More General Maximization

MAXIMIZE is designed for many of the estimation problems that specialized instructions like LINREG and NLLS cannot handle. Its primary purpose is to estimate models by maximum likelihood, but it is more general than that.

MAXIMIZE is perhaps most often used for estimating the less-standard variations of ARCH and GARCH models that the built-in GARCH instruction can’t handle.
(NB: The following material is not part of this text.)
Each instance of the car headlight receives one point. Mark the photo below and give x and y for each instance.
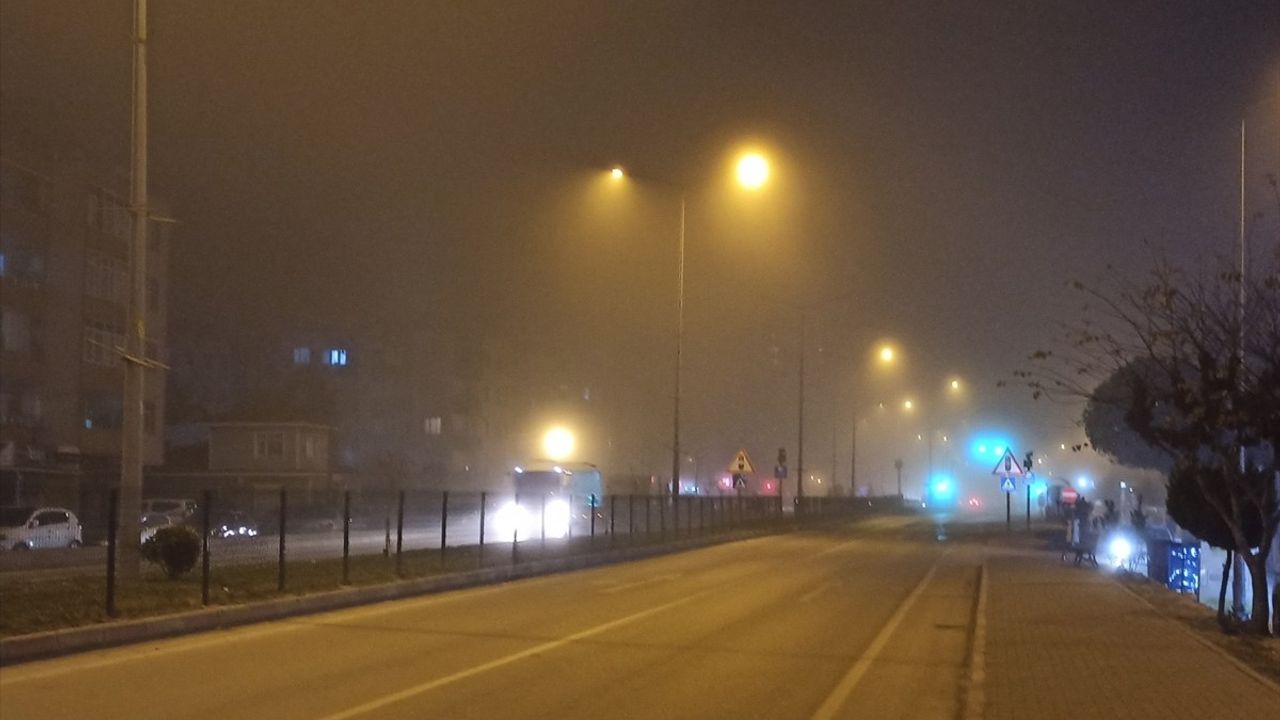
(512, 520)
(558, 518)
(1120, 548)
The problems that MAXIMIZE can solve are those of the form

\begin{equation} \mathop {\max }\limits_\beta \sum\limits_{t = 1}^T {f\left( {y_t ,{\kern 1pt} {\kern 1pt} {\kern 1pt} X_t ,{\kern 1pt} {\kern 1pt} {\kern 1pt} \beta } \right)} \end{equation}

where \(f\) is a RATS formula (FRML). Things to note about this:

•MAXIMIZE only does maximizations (directly), but can, of course, do minimizations if you put a negative sign in front of the formula when you define it.

•MAXIMIZE does not check differentiability and will behave unpredictably if you use methods BFGS or BHHH with a function that is not twice-differentiable. Differentiability is not an issue with the derivative-free methods.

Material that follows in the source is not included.